Stephen is apparently, in his own words, a
loser.
He will pretend to care about someone only to suddenly go cold on them for no discernible reason, and discard them without warning.
Instead of explaining his feelings or sympathising with those of the other person, he will simply blame anyone but himself and then treat you like he actually hates you, suggesting that everything prior wasn't
even real and was just an act.
Stephen is a good reminder of why I
don't trust
men and consider most of them to be pretty shallow and
mean. Sadly, most of the good memories I have of him are now overclouded by feelings of hurt and loss.
Stephen, I'm sorry you felt you had to avoid me. I would have been
happy staying friends but it seems you have moved somewhere else or vanished off the face of the earth or something.
Your friendship meant as much to me as anything else would have and I was lonely and
depressed for months afterwards because you weren't there anymore.

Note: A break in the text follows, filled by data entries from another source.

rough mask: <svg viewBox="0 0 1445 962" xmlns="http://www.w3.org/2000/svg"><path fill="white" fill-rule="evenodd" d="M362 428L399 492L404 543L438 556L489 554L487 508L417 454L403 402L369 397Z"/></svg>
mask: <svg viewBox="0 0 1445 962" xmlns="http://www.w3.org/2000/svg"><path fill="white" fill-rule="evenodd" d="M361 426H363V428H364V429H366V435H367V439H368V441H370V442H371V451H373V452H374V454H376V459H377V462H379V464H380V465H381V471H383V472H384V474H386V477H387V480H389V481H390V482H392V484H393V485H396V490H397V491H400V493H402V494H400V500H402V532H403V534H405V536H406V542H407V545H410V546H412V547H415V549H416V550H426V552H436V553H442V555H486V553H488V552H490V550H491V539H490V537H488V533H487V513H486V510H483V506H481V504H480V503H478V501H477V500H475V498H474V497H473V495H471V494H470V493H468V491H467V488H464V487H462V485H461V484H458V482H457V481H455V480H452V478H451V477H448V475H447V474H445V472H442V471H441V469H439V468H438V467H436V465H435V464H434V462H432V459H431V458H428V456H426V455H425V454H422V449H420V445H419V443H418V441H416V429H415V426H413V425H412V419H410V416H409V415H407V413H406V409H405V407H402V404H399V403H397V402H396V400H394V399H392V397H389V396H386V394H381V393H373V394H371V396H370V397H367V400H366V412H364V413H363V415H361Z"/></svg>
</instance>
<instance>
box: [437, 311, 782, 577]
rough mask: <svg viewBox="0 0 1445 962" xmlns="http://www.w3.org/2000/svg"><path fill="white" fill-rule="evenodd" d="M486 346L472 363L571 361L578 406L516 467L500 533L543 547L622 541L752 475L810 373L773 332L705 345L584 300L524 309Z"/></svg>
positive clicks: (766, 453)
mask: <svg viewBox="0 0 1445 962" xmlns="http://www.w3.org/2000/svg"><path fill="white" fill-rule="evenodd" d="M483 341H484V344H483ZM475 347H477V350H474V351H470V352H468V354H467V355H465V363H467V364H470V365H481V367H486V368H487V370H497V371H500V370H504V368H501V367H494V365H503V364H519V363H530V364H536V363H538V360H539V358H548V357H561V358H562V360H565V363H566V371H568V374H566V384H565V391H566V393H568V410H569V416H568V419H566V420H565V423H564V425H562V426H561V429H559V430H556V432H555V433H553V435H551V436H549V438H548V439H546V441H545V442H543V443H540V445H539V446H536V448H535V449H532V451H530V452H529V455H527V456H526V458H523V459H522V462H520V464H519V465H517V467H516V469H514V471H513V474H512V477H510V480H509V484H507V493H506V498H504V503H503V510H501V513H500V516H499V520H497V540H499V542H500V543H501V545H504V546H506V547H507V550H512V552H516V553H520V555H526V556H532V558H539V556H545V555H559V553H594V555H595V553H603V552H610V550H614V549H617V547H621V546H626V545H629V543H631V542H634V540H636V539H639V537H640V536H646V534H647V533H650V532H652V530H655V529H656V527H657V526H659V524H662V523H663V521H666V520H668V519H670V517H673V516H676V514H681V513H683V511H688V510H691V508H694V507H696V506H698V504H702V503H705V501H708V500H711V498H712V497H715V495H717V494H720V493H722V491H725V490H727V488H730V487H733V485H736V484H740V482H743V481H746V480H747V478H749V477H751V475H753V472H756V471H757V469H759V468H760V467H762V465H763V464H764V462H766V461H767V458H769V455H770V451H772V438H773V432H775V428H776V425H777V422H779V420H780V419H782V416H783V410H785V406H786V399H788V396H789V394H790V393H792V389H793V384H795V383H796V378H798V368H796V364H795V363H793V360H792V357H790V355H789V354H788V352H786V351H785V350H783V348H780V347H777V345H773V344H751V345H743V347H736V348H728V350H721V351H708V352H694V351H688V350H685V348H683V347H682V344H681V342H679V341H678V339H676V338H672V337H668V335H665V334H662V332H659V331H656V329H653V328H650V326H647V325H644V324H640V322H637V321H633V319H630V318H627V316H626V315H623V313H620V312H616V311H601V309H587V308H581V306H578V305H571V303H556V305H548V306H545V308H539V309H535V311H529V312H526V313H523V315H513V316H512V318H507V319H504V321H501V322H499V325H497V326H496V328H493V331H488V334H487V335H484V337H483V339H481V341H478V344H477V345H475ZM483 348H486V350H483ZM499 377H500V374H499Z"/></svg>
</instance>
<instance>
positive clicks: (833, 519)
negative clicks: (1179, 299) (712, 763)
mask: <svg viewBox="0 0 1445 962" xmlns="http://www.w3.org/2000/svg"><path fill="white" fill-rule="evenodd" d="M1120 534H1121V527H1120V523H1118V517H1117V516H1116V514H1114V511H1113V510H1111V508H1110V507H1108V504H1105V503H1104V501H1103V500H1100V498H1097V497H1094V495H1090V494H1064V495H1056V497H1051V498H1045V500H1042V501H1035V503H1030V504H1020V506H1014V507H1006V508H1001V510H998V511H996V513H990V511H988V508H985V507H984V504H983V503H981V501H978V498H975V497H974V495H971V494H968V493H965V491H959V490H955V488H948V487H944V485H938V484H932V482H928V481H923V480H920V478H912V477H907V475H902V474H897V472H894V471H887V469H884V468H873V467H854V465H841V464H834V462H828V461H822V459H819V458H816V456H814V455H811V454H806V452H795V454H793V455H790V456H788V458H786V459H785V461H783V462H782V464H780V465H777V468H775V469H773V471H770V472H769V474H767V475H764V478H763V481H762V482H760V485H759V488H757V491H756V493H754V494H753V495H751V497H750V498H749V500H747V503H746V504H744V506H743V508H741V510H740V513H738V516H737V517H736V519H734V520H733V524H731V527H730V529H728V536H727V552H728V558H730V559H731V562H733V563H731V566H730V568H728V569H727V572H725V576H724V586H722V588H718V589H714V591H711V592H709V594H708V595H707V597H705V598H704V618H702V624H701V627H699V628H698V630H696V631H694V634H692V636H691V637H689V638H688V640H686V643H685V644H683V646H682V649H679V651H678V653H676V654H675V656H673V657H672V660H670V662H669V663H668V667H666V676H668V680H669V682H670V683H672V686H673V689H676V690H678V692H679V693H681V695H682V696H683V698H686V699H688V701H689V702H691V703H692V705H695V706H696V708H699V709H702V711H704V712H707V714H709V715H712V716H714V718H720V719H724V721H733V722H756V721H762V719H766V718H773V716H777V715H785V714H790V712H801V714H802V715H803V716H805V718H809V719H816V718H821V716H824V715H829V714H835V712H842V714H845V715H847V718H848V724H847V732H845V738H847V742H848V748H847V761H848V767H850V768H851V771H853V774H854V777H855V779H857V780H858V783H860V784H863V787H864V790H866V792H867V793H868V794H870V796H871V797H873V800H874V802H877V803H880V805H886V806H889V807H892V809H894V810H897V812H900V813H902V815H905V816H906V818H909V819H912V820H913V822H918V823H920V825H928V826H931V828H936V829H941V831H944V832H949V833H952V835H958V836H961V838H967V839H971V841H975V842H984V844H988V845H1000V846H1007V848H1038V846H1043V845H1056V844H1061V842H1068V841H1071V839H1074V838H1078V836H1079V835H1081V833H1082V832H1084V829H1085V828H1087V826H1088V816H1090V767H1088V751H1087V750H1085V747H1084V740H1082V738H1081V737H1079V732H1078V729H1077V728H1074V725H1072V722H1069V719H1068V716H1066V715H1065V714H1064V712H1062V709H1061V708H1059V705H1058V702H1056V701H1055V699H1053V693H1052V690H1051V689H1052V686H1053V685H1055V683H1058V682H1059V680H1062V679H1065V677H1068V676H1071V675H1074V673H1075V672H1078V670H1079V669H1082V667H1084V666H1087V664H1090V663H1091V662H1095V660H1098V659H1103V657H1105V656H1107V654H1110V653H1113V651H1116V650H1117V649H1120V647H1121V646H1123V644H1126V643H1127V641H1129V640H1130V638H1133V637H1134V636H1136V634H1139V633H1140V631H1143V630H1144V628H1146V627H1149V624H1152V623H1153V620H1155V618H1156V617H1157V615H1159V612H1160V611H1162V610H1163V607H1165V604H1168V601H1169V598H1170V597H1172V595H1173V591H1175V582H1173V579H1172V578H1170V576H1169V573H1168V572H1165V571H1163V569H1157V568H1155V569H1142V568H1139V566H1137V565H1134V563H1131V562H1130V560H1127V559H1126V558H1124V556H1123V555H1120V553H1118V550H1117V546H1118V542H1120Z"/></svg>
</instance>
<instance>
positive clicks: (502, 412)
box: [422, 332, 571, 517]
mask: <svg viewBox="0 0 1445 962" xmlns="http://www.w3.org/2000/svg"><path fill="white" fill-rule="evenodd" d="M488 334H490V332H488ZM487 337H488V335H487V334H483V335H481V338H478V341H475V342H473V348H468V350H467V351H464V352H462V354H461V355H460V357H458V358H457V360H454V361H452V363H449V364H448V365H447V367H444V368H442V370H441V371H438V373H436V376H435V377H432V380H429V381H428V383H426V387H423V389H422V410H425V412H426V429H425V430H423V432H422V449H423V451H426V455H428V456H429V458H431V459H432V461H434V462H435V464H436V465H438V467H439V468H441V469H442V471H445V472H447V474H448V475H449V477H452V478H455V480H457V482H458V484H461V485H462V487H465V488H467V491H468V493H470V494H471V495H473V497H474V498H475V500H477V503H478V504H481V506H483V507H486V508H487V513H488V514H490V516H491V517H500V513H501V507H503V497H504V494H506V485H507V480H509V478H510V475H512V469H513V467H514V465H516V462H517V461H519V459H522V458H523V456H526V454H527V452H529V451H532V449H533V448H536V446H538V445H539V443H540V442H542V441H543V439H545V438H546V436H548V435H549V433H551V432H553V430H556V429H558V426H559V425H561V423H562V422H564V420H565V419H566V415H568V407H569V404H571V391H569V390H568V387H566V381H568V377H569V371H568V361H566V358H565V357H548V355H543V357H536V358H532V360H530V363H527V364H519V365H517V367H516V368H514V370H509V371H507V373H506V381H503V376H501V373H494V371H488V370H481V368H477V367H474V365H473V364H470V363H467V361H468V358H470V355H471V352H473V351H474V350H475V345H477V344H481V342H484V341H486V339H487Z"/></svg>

I even started hallucinating a few
men I'm pretty sure were not real. And one of them doesn't disappear or is there very often, which is very annoying because he is really annoying.
I would much rather see you than these
weird-ass, annoying hallucinations that have apparently taken your place.
You
may never see this, of course, and that's okay. I will probably eventually delete it, anyway.
I am doing my best to move on but the hallucination that's like a really
jackass version of you sure isn't helping with that.